David Dostal, sentant que ses joueurs sont en train de perdre prise, demande un temps mort. Las, sur une nouvelle contre-attaque, Andry Buntic ne se fait pas prier pour crucifier les Lions (1-3, 35'42''). Compiègne est K-O debout face à des Orléanais déchaînés. Guillaume Grandin est ainsi sur le point de corser un peu plus l'addition, mais il ne trouve que le poteau de Richard Caladi. Dépassés dans les débats, les Lions durcissent le jeu. Pour preuve ce tampon énorme entre Julien Levasseur et Damien Bery qui laisse le défenseur orléanais sonné quelques instants.

Cet épisode n'empêche pas les Renards d'accentuer la pression et c'est au tour de Thomas Saint-André de mettre à contribution Richard Caladi (37'45''). Réponse du berger à la bergère, Michal Plichta plein axe allume Chand Smith qui rassure toute sa défense en déviant le palet du bouclier (38'37''). L'arbitre renvoie tout le monde au vestiaire sur ce score de 3-1 en faveur d'Orléans. Les visiteurs, à l'expérience, ont assommé des compiégnois penauds.

HCC -_OrleansDes Lions méconnaissables

Être mené au score à domicile n'est pas chose nouvelle pour Compiègne et pendant la pause, la plupart des supporters s'accordent à dire que tout n'est pas perdu pour les Jaunes. Pourtant les Lions sont jusque là méconnaissables. Totalement inefficaces en attaque, peu rassurant en défense, les Picards sont loin de rassurer. Le début du dernier tiers-temps ne fait que confirmer ce constat. Orléans prive Compiègne du palet et parvient à se créer des situations dangereuses.

Les frères Tomasik se mettent rapidement en action. Tomas d'abord, qui perd son duel avec Richard Caladi (43'30''), puis Michel qui se teste de loin (44'10''), avant que Tomas n'en remette une couche sur un nouveau face-à-face perdu (45'14''). La maison jaune prend feu et heureusement que pompier Caladi a sorti le bleu de chauffe.

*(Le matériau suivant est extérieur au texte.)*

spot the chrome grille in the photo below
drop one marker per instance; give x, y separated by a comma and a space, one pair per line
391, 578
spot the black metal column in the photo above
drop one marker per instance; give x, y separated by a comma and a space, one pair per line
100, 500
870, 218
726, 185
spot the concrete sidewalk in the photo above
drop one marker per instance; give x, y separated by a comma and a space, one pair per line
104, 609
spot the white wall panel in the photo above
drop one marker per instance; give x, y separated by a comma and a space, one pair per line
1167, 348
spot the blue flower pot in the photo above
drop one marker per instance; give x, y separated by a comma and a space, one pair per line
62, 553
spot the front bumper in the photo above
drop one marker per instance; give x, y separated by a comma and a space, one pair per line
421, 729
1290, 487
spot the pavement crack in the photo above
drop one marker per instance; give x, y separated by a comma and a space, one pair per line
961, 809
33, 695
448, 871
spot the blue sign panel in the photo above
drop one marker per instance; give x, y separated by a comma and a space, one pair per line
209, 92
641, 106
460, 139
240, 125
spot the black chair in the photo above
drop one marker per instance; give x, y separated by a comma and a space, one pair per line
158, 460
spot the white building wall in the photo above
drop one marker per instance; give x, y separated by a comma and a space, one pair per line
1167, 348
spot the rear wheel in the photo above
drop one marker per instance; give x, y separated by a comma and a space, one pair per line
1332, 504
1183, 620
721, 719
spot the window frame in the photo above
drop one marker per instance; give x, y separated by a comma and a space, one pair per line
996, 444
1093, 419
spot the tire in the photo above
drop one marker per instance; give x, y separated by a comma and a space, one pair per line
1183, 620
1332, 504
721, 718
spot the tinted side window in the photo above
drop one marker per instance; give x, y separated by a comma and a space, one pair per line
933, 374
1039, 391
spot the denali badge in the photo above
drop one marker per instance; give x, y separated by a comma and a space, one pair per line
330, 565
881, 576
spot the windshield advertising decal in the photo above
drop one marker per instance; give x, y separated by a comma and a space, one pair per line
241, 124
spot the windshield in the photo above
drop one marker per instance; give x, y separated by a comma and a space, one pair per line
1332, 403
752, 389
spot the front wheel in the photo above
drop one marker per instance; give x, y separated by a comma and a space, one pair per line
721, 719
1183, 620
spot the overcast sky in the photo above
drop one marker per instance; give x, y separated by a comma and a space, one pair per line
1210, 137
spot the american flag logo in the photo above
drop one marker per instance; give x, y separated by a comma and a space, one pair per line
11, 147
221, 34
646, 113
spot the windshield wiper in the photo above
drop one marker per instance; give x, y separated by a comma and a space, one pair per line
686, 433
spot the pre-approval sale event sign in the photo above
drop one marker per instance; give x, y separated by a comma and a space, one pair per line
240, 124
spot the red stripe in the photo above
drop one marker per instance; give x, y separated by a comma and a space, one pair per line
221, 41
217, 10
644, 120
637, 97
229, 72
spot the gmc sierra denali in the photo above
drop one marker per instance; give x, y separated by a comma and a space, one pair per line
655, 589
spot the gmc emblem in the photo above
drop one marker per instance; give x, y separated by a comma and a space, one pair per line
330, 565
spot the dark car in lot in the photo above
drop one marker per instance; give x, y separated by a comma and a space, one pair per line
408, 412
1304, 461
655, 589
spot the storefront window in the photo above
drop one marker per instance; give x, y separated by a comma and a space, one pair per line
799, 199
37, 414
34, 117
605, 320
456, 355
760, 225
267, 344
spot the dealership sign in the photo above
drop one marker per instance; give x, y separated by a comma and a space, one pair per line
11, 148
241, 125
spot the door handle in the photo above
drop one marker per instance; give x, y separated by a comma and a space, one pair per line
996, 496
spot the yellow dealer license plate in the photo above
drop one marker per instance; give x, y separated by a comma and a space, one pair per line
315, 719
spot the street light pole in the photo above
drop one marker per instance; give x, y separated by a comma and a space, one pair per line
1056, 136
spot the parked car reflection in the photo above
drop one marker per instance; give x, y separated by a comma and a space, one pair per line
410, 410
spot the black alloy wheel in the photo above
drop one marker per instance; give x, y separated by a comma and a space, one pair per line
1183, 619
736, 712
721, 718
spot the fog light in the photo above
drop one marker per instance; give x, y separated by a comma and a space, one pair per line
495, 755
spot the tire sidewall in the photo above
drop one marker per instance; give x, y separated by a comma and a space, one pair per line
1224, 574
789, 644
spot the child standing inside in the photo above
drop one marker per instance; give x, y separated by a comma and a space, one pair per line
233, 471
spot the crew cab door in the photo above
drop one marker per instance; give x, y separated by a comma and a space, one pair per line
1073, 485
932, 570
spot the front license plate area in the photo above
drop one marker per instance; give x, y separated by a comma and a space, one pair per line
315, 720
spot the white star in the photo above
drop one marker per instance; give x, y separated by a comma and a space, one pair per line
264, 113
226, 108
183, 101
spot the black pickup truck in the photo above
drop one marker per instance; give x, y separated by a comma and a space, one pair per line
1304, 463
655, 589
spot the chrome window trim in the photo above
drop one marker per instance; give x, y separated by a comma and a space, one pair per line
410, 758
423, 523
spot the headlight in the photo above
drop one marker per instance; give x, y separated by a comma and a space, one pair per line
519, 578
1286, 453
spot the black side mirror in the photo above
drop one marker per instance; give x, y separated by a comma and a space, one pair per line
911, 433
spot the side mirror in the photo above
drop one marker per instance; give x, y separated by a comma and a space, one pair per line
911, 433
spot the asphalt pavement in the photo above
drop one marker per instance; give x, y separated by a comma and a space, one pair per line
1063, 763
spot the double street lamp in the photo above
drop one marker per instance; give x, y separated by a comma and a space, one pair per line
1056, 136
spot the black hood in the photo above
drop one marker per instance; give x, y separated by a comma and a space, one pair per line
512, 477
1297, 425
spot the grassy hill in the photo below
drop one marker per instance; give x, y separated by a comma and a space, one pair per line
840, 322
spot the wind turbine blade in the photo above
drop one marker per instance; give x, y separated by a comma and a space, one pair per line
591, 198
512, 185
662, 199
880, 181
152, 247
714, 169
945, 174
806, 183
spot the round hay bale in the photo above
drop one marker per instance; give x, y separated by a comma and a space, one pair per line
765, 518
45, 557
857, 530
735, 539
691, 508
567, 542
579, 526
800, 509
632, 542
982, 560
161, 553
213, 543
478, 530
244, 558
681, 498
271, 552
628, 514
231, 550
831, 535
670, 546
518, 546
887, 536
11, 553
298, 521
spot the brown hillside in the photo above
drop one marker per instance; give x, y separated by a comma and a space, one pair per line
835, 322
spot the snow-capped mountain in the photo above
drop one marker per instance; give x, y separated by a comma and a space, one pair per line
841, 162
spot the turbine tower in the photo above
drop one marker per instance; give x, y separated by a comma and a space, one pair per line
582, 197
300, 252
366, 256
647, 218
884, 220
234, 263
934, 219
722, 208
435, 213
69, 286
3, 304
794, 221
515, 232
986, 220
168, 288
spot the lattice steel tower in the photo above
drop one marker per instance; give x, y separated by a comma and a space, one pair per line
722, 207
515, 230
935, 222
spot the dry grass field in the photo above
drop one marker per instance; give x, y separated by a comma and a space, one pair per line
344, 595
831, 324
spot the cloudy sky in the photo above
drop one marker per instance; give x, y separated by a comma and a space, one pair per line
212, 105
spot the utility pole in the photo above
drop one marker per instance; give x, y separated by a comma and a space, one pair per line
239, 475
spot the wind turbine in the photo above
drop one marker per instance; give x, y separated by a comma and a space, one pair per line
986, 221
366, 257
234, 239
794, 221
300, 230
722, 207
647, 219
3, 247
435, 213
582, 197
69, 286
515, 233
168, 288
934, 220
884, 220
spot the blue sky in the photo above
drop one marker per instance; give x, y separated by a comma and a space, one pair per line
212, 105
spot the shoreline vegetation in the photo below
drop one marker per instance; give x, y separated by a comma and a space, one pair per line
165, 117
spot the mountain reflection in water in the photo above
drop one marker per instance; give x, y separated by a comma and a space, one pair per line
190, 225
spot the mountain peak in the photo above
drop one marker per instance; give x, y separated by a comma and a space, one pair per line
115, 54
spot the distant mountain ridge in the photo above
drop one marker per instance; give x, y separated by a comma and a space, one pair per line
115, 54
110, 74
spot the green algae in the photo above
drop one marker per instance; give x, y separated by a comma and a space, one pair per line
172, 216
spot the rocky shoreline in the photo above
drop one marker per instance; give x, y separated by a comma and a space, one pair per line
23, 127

Les Lions essayent tant bien que mal de hausser le ton, mais ni Michal Plichta (46'30''), ni David Dostal (47'50'') ne parviennent à concrétiser leurs tentatives. Totalement libérés, les Renards, en infériorité numérique, enfoncent le clou par l'intermédiaire de Michel Tomasik sur une attaque rapidement jouée (1-4, 48'25''). On frôle l'humiliation, Compiègne s'énerve et concède les pénalités.

En infériorité, les Lions tentent de produire du jeu mais s'exposent aux contres. Sur une interception, Orléans se rue sur le but de Richard Caladi. Abandonné par la défense, Tomas Tomasik se présente seul face au gardien compiégnois et marque (1-5, 49'58'').

Le gardien habituel des Jaunes cède alors sa place à son homologue Thibault Varin. Il lui faut peu de temps pour s'illustrer sur un tir de Thomas Saint André (52'30''). Dans le money time, les Lions essayent de sauver la face et sortent les griffes. Tanguy Skelding remonte le palet, fait le tour de la cage orléanaise avant de transmettre à Anthony Panto qui bute par deux fois sur Chand Smith (53'10''). David Dostal s'infiltre ensuite au cœur de la défense des Renards, mais là encore le gardien des visiteurs reste attentif (55'00''). À force d'insister, les Picards sont récompensés de leurs efforts. Alexandre Delplanque accélère et donne à Pierre Brochard, monté aux avant-postes, qui place le palet entre Chand Smith et son poteau (2-5, 55'19'').

Le sursaut intervient malheureusement bien trop tard pour Compiègne. Orléans se permet même d'apporter le danger une nouvelle fois sur le but de Thibault Varin, sans conséquence toutefois. La fin du match est hachée par plusieurs fautes et le score n'évoluera plus.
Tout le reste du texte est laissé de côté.